We’ve gone through a practical example of how to use these tools in a Taubyte project, specifically demonstrating how to fetch tokens and use the Predict method. We’ve also shown how you can fine-tune your requests to the SDK and manage the tokens returned by the Satellite. By the end of the guide, you should be equipped to create a serverless function on Taubyte that can generate predictions from user-provided prompts, similar to how AI like ChatGPT works.

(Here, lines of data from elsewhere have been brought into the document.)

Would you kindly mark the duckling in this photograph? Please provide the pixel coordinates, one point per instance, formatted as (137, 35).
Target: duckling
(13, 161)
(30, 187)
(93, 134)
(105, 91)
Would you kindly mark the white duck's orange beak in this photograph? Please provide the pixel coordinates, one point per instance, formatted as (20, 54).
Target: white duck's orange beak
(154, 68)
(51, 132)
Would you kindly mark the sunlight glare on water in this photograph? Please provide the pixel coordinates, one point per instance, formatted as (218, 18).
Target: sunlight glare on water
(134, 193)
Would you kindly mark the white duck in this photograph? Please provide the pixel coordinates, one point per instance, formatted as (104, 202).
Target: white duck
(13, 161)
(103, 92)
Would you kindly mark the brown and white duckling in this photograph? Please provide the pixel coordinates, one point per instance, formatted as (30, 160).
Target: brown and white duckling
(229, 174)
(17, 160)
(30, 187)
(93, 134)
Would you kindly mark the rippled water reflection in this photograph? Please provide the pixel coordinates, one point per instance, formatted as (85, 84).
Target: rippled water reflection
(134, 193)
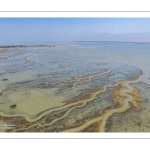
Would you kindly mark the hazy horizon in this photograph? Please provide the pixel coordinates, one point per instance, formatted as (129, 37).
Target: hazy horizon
(26, 31)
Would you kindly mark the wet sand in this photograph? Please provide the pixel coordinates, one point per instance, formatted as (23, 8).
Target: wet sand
(67, 77)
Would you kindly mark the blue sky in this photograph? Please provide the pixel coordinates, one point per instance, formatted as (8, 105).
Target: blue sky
(45, 30)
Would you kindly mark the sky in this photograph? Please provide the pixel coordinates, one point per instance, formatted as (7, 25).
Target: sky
(47, 30)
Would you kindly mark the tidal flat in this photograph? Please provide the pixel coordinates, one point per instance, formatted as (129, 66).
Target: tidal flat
(75, 87)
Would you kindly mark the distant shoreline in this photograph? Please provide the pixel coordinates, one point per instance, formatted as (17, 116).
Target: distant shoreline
(117, 42)
(25, 46)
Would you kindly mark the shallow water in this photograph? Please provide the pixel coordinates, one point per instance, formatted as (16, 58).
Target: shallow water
(37, 82)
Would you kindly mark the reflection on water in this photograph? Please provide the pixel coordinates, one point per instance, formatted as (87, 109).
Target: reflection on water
(75, 87)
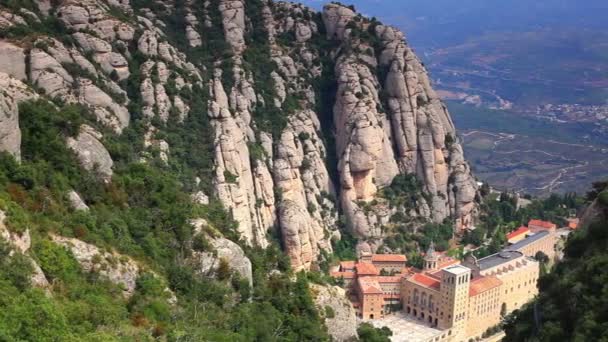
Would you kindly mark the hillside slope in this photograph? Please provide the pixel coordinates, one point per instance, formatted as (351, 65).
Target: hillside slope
(572, 304)
(169, 166)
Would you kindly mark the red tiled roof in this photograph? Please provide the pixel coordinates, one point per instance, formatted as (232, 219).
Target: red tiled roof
(521, 230)
(426, 281)
(392, 296)
(364, 269)
(483, 284)
(389, 258)
(388, 279)
(541, 223)
(369, 286)
(345, 275)
(347, 265)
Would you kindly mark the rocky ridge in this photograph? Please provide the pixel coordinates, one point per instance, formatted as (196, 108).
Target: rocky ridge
(258, 66)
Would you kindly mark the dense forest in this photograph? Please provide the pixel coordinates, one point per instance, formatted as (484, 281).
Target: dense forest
(143, 212)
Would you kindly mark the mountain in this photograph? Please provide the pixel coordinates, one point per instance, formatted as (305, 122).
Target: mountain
(262, 83)
(516, 74)
(161, 158)
(572, 301)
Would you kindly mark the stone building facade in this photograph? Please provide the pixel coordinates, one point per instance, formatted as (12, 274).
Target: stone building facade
(461, 299)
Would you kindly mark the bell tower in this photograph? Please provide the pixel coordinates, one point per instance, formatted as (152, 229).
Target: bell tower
(431, 258)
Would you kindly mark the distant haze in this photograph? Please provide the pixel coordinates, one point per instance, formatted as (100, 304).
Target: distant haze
(432, 24)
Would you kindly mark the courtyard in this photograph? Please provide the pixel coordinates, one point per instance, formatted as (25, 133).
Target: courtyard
(406, 329)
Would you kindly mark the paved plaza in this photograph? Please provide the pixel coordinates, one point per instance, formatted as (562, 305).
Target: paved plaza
(406, 329)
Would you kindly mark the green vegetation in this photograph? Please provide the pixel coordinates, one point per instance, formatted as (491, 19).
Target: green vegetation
(572, 304)
(144, 213)
(367, 333)
(405, 192)
(501, 216)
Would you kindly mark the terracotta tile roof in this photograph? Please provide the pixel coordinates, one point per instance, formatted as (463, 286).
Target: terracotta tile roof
(345, 275)
(347, 265)
(364, 269)
(369, 286)
(541, 223)
(426, 281)
(388, 279)
(573, 223)
(519, 231)
(448, 261)
(483, 284)
(389, 258)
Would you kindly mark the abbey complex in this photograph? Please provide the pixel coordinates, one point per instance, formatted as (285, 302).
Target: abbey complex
(460, 299)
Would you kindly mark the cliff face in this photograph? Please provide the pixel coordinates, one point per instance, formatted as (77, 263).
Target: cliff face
(277, 85)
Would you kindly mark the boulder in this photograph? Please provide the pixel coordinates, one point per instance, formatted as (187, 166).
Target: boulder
(12, 60)
(76, 201)
(91, 153)
(332, 299)
(12, 92)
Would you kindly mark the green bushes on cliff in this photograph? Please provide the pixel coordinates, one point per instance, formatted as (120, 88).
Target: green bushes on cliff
(572, 304)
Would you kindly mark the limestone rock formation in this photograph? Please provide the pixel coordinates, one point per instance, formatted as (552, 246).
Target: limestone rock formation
(12, 91)
(311, 116)
(91, 153)
(404, 130)
(12, 60)
(22, 242)
(76, 201)
(118, 269)
(343, 325)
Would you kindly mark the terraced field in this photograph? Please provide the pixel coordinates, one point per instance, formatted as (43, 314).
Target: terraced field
(515, 155)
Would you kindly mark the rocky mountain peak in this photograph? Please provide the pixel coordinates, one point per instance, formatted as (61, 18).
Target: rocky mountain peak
(309, 116)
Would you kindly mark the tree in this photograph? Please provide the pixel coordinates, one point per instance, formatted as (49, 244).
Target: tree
(368, 333)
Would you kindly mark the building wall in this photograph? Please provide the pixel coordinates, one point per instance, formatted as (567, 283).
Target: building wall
(391, 267)
(421, 302)
(545, 245)
(484, 312)
(519, 279)
(455, 291)
(372, 306)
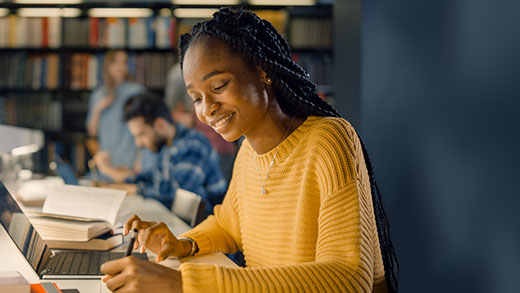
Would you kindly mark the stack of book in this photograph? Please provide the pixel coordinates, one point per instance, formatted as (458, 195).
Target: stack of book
(80, 217)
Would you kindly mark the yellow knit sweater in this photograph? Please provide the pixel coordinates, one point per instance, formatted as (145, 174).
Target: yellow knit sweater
(314, 230)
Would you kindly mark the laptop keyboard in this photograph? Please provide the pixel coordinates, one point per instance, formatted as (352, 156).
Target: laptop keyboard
(79, 262)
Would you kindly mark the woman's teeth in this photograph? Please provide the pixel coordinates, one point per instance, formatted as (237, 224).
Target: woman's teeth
(222, 121)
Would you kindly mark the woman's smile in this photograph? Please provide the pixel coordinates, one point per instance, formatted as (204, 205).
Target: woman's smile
(221, 124)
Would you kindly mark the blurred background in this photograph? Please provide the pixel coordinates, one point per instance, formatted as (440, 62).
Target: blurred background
(433, 88)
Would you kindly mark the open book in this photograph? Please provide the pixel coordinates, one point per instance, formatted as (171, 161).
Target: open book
(105, 241)
(77, 213)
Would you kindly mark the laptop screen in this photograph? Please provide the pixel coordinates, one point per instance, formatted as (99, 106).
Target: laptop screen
(22, 231)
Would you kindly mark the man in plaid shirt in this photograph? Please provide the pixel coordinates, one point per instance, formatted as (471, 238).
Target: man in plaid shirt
(184, 157)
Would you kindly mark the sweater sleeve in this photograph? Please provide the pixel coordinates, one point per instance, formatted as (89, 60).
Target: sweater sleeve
(343, 260)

Harnessing the power of Taubyte and the LLAMA Satellite, you’re now ready to incorporate large language model capabilities into your projects, bringing a new level of interactivity and AI-driven responses to your applications.
If you’d like to see these tools in action, check out chat.keenl.ink, a practical implementation of the principles outlined in this guide. It’s a great demonstration of the interactive possibilities these technologies provide. Happy coding!